One obvious answer is ignorance. There is a positive correlation among being a swing voter, a moderate, and a low-information voter. Hence, the sort of person who is likely to be attracted to someone like Joe Manchin who mouths bothsidesisms and extols his supposedly sensible centrist bromides is also more likely than the average voter to know little about how our political system operates.

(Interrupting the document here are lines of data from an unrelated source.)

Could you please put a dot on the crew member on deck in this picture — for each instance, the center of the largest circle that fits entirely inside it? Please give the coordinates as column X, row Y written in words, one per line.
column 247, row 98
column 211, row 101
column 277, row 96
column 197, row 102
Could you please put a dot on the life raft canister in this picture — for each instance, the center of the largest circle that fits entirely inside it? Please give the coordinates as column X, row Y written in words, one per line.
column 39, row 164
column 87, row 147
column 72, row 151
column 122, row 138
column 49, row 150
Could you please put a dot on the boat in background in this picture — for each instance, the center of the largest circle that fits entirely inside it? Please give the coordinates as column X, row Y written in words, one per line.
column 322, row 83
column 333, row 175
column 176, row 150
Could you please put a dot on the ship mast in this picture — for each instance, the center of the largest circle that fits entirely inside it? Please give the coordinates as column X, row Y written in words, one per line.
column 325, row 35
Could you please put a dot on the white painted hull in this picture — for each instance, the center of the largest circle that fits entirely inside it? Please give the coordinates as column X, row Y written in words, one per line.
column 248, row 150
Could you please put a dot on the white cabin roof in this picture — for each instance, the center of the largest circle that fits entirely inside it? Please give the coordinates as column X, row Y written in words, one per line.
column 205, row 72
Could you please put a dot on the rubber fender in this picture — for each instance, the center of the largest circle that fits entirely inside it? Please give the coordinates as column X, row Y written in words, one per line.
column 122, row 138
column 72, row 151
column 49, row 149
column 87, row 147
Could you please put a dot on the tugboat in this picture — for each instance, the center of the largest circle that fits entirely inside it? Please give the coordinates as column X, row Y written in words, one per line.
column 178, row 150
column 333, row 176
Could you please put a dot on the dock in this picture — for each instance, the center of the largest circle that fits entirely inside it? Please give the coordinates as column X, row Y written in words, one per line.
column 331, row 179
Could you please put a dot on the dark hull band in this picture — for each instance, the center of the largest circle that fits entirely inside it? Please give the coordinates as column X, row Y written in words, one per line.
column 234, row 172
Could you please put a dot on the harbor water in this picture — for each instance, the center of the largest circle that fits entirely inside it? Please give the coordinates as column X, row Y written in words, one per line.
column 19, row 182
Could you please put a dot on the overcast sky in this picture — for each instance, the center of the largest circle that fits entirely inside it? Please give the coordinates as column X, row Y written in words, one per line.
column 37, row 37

Very few voters are familiar with the term Duverger's Law, but I'd venture that people who are politically active are generally familiar with the fact that, except in periods of realignment, third-party candidacies for the American Presidency are doomed. Less-politically-active-than-average swing voters are less likely than average voters to realize that they are wasting their vote by casting it for a third-party candidate.
To be sure, not all voters for third-party candidates are unaware that the candidate they favor will surely lose. If neither of the major-party candidates reflects your views, you might regard the choice between them as inconsequential. Nader sought to nurture this idea in 2000 by deliberately mashing up the names Bush and Gore as Gush and Bore.
If your views are within two standard deviations of the center of public opinion in the United States, you will find the notion that there is no difference between Democrats and Republicans absurd. However, if you are very far to an extreme, you could see those differences as small relative to your own position. (This is more likely to be true on the left than on the right, as the mainstream of the Republican Party now includes positions and elected officials that, by any sane measure, count as far right.) That would explain why an extremist might not care which major-party candidate wins and therefore vote for a third-party candidate as an expressive act of rebellion. For example, many socialists in the first decades of the 20th century rationally regarded the differences between Republicans and Democrats as inconsequential and thus opted for Eugene Debs in protest. This kind of dynamic may be especially salient for single-issue voters. If all you care about is opposing vaccines, you might regard Biden and Trump (who, after all, funded research for the COVID vaccines) as indistinguishable and vastly inferior to RFK Jr.
That sort of alienation from both major parties explains the appeal of an ideological fringe third-party candidate. It does not explain why a voter would opt for a third-party candidate who sells himself as a centrist--as Perot did and as Manchin would. I suppose someone who is exactly in the middle of the spectrum between the two parties could be indifferent between them and thus make an expressive choice for a centrist third-party candidate. But few voters are exactly in the middle and, in any event, in any election in which Trump is on the ballot, there is not only a choice to be made about specific policy differences but also about the continued existence of democracy itself.
Accordingly, the Manchin candidacy's chief appeal will be to political naifs. Concerningly, there are enough of them to affect the outcome.